Numbness. A small area of skin on the outside of the knee is often numb, due to division of one of the small cutaneous nerves crossing the incision. This is not a functional problem and reduces with time, but does not usually fully recover.
Length of surgery? The procedure takes 60 -90 minutes, and the anaesthetic time is usually around 2 hours.
Length of stay? Patients are admitted on the day of surgery. In-patient stay is usually 2- 3 nights.
What type of anaesthetic? A TKR is performed under GA, or with a Spinal anaesthetic and sedation. The best option for any individual is discussed with the anaesthetist prior to surgery.
When can I drive? Returning to driving requires strength to return to the leg, and will usually take 6 weeks, though sufficient strength may return by 4 weeks post-operatively
What happens after surgery? Following surgery, the operated leg is placed on a Continuous motion device (CPM), to encourage the knee to move and give patients confidence that they can move the knee. A cryocuff compression device helps to reduce swelling.
Physiotherapy usually commences on the day of surgery, and by the time of discharge, patients should be walking with crutches, able to climb stairs, get in and out of a car and manage bathing.
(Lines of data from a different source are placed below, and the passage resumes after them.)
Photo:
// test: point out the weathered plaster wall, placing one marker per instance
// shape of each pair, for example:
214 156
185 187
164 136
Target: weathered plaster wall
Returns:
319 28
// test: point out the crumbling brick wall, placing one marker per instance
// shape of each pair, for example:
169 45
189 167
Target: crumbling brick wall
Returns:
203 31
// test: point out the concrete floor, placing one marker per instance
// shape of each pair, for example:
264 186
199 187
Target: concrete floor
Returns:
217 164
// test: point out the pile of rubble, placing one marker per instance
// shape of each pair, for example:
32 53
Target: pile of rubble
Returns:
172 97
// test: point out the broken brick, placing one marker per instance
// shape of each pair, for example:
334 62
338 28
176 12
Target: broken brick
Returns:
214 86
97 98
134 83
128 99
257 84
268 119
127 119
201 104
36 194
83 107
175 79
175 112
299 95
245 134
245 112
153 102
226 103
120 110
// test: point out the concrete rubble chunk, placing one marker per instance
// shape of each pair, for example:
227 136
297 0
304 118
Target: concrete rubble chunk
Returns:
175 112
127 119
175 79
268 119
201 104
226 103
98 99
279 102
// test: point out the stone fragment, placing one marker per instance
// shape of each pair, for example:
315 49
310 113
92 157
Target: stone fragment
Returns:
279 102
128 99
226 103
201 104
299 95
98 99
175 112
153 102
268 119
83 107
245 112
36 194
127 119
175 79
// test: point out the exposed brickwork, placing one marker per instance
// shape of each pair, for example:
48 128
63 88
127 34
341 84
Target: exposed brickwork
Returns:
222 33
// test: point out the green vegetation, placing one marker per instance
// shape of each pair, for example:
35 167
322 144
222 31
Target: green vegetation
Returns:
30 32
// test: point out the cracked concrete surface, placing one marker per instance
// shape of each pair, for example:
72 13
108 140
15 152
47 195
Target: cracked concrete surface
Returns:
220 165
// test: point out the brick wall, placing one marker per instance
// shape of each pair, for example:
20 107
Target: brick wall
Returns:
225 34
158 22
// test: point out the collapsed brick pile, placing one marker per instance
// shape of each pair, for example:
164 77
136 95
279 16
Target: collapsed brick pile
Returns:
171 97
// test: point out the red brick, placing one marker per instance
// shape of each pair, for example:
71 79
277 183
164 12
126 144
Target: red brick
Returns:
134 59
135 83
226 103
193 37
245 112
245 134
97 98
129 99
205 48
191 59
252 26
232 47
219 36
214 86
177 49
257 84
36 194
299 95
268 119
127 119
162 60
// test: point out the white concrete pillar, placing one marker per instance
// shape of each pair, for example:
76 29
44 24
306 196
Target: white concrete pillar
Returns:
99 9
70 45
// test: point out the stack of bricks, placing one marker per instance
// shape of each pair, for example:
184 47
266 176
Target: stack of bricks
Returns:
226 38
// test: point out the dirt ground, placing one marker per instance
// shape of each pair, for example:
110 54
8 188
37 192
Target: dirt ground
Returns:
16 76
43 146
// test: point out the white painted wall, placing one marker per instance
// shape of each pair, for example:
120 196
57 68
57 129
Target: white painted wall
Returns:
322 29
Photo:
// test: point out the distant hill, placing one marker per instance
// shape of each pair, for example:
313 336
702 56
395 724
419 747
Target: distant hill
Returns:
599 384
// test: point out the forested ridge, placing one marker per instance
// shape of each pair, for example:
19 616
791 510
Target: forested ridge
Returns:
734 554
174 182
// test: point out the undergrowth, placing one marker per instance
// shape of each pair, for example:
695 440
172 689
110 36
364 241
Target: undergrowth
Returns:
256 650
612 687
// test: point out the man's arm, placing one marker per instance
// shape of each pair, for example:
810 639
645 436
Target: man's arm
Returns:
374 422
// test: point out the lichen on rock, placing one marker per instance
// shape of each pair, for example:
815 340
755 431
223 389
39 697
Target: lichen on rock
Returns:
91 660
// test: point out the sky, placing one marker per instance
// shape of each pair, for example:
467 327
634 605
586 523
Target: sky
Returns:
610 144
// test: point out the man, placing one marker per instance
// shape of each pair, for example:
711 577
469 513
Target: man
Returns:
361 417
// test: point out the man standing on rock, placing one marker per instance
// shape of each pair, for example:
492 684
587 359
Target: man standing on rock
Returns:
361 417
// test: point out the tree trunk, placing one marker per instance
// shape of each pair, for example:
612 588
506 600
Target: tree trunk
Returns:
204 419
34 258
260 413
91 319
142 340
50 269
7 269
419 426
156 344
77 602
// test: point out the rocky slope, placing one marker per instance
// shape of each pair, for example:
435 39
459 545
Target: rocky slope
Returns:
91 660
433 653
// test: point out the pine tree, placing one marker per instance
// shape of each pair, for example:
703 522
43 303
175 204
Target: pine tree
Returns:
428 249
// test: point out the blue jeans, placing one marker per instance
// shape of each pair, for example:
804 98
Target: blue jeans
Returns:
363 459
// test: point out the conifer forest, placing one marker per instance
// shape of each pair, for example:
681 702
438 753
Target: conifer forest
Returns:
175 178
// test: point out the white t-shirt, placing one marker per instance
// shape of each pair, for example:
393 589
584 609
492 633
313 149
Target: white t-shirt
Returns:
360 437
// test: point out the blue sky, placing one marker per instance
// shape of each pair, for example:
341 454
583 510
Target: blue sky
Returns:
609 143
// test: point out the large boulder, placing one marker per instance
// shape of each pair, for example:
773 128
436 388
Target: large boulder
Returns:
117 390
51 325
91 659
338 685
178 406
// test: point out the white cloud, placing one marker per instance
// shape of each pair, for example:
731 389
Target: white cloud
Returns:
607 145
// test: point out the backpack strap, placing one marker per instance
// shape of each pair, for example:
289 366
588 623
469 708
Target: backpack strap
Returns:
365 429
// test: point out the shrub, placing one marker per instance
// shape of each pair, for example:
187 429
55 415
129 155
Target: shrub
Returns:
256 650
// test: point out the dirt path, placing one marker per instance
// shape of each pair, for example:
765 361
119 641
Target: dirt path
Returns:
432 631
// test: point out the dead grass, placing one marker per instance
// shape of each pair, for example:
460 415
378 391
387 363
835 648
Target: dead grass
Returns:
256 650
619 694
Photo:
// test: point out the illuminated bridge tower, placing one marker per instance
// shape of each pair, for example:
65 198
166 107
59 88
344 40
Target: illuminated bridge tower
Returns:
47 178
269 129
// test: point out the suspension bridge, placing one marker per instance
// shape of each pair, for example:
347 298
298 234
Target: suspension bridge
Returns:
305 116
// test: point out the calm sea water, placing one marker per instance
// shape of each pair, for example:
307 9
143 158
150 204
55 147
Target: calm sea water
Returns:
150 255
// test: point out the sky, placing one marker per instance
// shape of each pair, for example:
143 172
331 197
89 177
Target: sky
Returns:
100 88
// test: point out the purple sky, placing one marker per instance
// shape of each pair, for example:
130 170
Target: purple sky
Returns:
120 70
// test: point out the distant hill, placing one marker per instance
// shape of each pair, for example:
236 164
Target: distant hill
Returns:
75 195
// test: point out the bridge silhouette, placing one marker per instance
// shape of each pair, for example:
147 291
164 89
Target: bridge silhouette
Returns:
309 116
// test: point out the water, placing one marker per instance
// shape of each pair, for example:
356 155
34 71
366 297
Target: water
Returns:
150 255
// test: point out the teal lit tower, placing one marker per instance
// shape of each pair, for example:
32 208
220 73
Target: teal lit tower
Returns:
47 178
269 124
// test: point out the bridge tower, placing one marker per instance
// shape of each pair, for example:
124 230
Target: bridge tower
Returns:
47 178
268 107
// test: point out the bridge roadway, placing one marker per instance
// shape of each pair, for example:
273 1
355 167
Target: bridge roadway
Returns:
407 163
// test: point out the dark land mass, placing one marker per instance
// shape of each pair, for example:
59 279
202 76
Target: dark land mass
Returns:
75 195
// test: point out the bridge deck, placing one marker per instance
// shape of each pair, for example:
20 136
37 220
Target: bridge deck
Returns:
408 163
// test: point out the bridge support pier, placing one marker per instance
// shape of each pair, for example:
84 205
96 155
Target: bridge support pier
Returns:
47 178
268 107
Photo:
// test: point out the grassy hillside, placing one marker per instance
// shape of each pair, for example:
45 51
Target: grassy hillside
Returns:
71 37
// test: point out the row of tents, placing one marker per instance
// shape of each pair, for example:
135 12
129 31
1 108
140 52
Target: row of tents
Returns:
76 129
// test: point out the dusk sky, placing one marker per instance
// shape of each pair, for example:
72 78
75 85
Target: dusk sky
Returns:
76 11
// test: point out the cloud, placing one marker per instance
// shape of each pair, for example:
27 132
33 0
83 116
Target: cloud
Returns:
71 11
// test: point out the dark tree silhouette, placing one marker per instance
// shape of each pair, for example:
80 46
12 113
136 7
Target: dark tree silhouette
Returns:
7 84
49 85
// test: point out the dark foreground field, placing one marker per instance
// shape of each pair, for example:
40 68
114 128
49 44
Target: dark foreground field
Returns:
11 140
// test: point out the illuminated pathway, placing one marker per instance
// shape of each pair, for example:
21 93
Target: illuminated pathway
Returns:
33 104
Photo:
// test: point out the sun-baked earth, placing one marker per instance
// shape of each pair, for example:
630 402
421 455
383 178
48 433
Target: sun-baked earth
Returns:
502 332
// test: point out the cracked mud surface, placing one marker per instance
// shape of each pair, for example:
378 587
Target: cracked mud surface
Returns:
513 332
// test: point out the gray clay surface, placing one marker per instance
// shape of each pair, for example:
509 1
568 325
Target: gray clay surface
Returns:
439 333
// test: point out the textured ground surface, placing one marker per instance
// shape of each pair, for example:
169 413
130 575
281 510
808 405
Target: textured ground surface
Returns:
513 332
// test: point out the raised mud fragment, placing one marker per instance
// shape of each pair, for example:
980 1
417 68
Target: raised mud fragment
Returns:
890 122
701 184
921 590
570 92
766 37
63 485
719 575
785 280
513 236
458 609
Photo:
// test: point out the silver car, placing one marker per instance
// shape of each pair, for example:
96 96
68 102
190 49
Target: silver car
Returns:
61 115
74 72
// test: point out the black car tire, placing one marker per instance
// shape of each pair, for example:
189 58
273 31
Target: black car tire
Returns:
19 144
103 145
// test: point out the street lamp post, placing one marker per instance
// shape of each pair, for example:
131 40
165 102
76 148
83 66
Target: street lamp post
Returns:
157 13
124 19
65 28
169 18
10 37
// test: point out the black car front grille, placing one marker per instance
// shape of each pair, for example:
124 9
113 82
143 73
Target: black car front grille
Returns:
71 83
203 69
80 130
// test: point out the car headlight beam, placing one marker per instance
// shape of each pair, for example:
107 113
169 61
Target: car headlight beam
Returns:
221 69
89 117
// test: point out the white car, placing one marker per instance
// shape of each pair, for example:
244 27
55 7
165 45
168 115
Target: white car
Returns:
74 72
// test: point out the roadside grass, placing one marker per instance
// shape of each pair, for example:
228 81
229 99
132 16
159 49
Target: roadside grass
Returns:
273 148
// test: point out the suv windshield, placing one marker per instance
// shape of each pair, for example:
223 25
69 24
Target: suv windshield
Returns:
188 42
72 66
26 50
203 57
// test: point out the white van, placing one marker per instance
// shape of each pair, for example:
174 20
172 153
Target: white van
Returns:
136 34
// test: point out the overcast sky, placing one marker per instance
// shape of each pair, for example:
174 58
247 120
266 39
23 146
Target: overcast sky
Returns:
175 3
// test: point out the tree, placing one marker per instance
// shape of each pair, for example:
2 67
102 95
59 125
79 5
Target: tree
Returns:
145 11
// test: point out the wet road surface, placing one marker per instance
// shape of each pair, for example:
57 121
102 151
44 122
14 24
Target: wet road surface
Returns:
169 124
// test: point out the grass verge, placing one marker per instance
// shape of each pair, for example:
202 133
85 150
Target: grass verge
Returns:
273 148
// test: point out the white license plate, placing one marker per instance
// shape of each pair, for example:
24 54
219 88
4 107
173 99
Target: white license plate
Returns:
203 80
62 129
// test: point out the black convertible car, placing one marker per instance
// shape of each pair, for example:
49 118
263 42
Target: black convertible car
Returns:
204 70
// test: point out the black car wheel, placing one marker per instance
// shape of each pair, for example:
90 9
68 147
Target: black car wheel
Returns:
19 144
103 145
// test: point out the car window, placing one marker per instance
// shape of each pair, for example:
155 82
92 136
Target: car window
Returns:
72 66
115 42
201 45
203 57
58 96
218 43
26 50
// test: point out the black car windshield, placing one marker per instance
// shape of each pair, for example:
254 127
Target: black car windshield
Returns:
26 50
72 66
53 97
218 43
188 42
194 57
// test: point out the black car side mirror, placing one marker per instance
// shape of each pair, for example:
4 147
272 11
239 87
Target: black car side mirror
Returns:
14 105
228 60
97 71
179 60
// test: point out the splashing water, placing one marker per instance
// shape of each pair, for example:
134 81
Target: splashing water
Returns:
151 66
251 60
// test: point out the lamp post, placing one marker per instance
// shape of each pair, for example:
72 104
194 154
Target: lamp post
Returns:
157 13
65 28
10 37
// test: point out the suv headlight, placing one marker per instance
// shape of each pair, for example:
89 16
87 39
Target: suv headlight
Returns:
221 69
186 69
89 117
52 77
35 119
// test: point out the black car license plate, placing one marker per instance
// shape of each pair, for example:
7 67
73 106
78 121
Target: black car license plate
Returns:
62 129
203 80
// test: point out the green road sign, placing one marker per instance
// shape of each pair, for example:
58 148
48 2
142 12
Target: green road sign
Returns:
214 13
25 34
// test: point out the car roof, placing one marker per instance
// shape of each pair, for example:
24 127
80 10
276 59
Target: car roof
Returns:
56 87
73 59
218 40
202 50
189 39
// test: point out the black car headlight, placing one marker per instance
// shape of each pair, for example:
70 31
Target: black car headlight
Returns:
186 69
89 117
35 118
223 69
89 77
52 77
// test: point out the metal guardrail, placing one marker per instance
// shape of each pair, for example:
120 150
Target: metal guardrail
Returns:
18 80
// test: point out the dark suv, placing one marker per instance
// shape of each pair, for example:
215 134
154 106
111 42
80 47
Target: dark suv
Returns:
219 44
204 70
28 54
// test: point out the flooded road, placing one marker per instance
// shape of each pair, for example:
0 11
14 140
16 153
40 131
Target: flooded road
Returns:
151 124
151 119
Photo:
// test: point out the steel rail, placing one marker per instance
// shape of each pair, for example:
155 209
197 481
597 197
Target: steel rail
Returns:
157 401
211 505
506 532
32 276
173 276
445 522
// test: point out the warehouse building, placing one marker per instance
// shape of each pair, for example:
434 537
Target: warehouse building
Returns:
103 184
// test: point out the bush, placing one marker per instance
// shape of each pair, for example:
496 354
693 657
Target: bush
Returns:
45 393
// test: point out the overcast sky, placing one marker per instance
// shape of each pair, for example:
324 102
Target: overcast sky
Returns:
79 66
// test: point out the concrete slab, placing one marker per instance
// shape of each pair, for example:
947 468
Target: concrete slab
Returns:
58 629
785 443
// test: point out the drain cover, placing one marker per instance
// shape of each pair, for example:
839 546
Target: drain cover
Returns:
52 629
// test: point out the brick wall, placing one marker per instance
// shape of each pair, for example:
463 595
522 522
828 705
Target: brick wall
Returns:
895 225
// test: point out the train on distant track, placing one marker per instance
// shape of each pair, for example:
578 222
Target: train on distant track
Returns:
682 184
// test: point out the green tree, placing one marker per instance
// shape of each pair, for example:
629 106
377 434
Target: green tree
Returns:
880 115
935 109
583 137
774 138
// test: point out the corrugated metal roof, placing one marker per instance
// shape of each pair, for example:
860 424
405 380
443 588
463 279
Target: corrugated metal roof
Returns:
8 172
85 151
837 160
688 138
Rehabilitation is again very important after TKR, to restore muscle strength, ensure full extension is maintained, and regain as much flexion as possible. The biggest predictor of final flexion after a TKR, is the amount of flexion before the operation. Using the cryocuff regularly helps reduce swelling and pain, which are the biggest obstacles to regaining good flexion.
Clips are removed at 10 days post-operatively
The scar is over the front of the knee – approx. 7-8 inches long (18-20 cm). The scar will fade with time, and it is very useful to massage the scar with creams or oils once it is healed.
Will I be followed up? Follow up appointments are normally at around 6 weeks, 6 months, and sometimes 12 months post-operatively.